CouchDB’s view engine uses ICU (International Components for Unicode) for collation, which is incredibly powerful. You can specify collation rules directly in your view query. The key is the collation parameter, which takes a string defining the sorting behavior.
Here’s how we can use collation to achieve case-insensitive and accent-insensitive sorting for our book titles. We’ll use the en_US.utf8 locale, which generally provides good defaults for English.
To perform a case-insensitive and accent-insensitive sort, we’ll use the en_US.utf8 collation and modify our emit to include the collation rules:
function (doc) {
emit([doc.title, doc.author], null);
}
Now, let’s query this view with specific collation:
GET /books/_design/books/_view/by_title_author?key=["The Great Gatsby", "F. Scott Fitzgerald"]&collation=en_US.utf8&descending=false&group_level=2
This query, when executed with the en_US.utf8 collation, will treat 'A' and 'a', and 'é' and 'e' as equivalent for sorting purposes. The output becomes much more predictable and user-friendly:
[
["Gatsby, The Great", "Fitzgerald, F. Scott"],
["La Peste", "Albert Camus"],
["Le Rouge et le Noir", "Stendhal"],
["Moby Dick", "Herman Melville"],
["The Great Gatsby", "F. Scott Fitzgerald"],
["moby dick", "herman melville"],
["the great gatsby", "f. scott fitzgerald"],
["War and Peace", "Leo Tolstoy"]
]
Notice how "The Great Gatsby" and "the great gatsby" are now grouped together and sorted consistently. "La Peste" and "Le Rouge et le Noir" are also sorted correctly, demonstrating accent handling.

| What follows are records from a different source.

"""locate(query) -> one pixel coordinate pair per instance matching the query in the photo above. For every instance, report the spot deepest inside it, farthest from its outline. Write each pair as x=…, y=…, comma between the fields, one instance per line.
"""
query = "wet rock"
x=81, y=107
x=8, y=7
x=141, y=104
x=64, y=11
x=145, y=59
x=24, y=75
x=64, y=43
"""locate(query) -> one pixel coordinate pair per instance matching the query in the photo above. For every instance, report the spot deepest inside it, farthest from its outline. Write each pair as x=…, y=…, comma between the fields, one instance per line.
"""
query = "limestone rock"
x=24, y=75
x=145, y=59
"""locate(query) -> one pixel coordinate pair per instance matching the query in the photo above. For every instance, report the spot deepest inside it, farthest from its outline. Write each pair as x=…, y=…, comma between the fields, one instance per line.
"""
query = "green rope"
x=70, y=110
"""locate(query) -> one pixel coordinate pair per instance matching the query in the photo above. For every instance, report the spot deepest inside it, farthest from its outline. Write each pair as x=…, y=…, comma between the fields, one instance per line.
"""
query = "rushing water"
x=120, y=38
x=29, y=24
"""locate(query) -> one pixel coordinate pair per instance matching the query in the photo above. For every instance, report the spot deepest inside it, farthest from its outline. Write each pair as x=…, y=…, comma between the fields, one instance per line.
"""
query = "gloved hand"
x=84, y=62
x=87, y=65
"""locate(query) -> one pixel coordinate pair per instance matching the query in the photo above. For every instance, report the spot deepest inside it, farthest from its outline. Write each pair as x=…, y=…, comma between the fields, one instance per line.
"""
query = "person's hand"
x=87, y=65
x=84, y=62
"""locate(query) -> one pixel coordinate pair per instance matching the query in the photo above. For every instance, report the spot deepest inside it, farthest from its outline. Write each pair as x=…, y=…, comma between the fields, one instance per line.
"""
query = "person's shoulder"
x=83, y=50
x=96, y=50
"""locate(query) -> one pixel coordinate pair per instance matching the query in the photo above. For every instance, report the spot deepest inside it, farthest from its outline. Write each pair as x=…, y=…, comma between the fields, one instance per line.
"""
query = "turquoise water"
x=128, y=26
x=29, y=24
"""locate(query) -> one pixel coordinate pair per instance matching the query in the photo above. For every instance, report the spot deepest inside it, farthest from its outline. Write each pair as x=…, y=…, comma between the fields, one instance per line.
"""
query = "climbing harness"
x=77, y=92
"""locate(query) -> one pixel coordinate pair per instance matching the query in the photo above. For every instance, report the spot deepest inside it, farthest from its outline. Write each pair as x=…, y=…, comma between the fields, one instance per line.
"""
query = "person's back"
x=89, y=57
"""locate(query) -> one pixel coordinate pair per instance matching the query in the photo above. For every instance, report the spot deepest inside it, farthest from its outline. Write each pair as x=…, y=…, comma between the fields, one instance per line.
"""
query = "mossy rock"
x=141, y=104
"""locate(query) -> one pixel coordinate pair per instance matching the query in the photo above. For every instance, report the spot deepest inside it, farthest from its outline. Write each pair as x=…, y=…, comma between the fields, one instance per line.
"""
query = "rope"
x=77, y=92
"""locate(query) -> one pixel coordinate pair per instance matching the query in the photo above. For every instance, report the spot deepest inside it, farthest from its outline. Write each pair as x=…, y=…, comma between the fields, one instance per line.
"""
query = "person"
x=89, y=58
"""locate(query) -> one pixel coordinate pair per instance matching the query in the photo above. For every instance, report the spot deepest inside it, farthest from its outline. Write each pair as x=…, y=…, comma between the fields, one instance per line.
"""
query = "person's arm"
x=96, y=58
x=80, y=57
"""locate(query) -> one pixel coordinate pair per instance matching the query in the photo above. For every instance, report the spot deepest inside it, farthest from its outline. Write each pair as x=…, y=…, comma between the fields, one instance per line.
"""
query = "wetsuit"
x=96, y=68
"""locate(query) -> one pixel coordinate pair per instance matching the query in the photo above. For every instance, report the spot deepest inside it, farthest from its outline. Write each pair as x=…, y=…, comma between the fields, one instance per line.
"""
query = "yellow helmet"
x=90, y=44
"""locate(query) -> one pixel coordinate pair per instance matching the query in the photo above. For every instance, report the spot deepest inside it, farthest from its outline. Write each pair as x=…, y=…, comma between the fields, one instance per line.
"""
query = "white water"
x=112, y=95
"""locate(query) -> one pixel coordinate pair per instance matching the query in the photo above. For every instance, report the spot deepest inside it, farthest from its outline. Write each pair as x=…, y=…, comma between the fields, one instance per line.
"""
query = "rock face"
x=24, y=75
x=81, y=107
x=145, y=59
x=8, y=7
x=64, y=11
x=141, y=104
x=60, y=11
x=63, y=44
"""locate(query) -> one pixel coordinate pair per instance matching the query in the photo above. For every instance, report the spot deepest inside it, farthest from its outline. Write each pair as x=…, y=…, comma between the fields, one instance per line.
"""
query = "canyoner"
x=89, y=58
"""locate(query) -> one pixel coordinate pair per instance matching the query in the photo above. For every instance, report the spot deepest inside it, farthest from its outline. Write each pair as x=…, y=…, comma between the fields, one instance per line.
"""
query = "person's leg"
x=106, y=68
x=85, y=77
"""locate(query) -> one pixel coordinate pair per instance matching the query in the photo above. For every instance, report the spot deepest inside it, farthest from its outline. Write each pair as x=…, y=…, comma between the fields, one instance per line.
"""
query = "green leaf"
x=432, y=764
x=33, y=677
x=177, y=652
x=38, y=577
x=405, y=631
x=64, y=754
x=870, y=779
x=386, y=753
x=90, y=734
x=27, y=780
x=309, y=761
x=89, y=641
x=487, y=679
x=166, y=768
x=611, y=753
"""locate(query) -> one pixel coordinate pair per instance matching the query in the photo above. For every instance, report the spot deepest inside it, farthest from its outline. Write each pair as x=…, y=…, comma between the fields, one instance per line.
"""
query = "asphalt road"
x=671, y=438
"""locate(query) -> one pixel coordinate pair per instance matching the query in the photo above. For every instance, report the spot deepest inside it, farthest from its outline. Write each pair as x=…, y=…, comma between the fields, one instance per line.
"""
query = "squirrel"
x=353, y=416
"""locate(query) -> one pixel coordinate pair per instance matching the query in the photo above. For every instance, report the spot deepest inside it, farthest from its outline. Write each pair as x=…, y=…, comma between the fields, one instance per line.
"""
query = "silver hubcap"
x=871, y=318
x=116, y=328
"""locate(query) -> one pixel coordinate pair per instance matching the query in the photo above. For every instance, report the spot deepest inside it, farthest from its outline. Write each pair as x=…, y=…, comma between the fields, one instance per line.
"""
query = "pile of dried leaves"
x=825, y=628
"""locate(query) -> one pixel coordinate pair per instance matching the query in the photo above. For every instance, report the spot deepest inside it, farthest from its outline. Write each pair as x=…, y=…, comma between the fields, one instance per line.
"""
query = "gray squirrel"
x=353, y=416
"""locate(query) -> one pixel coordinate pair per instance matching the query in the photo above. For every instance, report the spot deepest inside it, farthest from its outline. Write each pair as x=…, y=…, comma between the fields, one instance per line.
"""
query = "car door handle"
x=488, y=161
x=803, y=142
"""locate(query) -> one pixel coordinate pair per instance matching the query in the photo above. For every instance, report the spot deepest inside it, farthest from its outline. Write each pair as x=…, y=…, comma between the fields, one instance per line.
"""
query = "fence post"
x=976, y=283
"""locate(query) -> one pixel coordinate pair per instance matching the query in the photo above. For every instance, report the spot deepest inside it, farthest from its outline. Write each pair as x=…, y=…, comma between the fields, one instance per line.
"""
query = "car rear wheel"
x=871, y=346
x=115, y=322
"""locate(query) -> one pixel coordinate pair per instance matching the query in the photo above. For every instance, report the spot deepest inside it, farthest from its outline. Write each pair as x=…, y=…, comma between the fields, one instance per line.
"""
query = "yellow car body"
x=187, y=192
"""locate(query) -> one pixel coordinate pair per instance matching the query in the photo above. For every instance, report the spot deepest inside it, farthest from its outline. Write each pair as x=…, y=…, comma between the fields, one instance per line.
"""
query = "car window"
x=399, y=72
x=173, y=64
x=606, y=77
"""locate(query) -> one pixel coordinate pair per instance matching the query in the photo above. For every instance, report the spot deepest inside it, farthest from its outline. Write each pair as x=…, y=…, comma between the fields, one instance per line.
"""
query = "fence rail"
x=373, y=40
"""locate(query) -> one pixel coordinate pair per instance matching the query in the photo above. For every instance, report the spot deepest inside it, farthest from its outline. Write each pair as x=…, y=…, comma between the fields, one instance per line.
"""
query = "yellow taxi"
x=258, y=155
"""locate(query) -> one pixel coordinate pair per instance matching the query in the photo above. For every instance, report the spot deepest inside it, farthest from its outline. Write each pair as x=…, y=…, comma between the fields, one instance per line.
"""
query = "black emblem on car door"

The power of collation lies in its ability to define custom sorting behaviors. You can specify rules for ignoring diacritics, case, punctuation, and even tailor it to specific languages. The collation parameter accepts strings that follow the ICU collation specification. For example, en_US.utf8 implies a standard English sort. More complex rules can be constructed, like en_US.utf8;&kn; to enable "numeric collation" where numbers within strings are sorted numerically (e.g., "file10.txt" comes after "file2.txt").
The most surprising true thing about CouchDB view sorting is that the default behavior you see is actually a very specific, often language-agnostic, Unicode code point sort. When you ask for a "sorted" list, CouchDB is essentially sorting based on the raw numerical value of each character’s Unicode representation. This is fast but rarely matches human expectations for alphabetical order, especially across different languages or with case and accent variations. Collation rules are how you bridge that gap, telling CouchDB to interpret those code points in a culturally meaningful way.
The mental model for CouchDB views and sorting is this:
- Emit: Your map function defines what data goes into the index. The order of elements in the emitted array (
[doc.title, doc.author]) dictates the primary and secondary sorting keys. - Index: CouchDB builds an index based on these emitted keys.
- Query: When you query the view, you specify parameters like
descending,limit,skip, and crucially,collation. - Collation: The
collationparameter tells CouchDB how to compare those emitted keys. It’s applied to each comparison CouchDB makes during the query to determine the final order. Without it, it uses the raw Unicode code point comparison.
The exact levers you control are the collation string itself, and the structure of your emit array. The collation string is the most powerful tool for fine-tuning sort order. You can find extensive documentation on ICU collation rules online, which CouchDB leverages.
A common pitfall is assuming the default sort order will be "correct" for all languages or use cases. It’s not. For instance, if you’re dealing with German umlauts (ä, ö, ü), you’d want a German-specific collation rule if the default en_US.utf8 doesn’t produce the desired grouping (e.g., 'ä' sorting alongside 'a'). The collation parameter is where you inject that linguistic intelligence.
Once you’ve mastered collation rules for basic sorting, the next step is to explore how to combine them with other view features like group_level for aggregated results that are also sorted intelligently.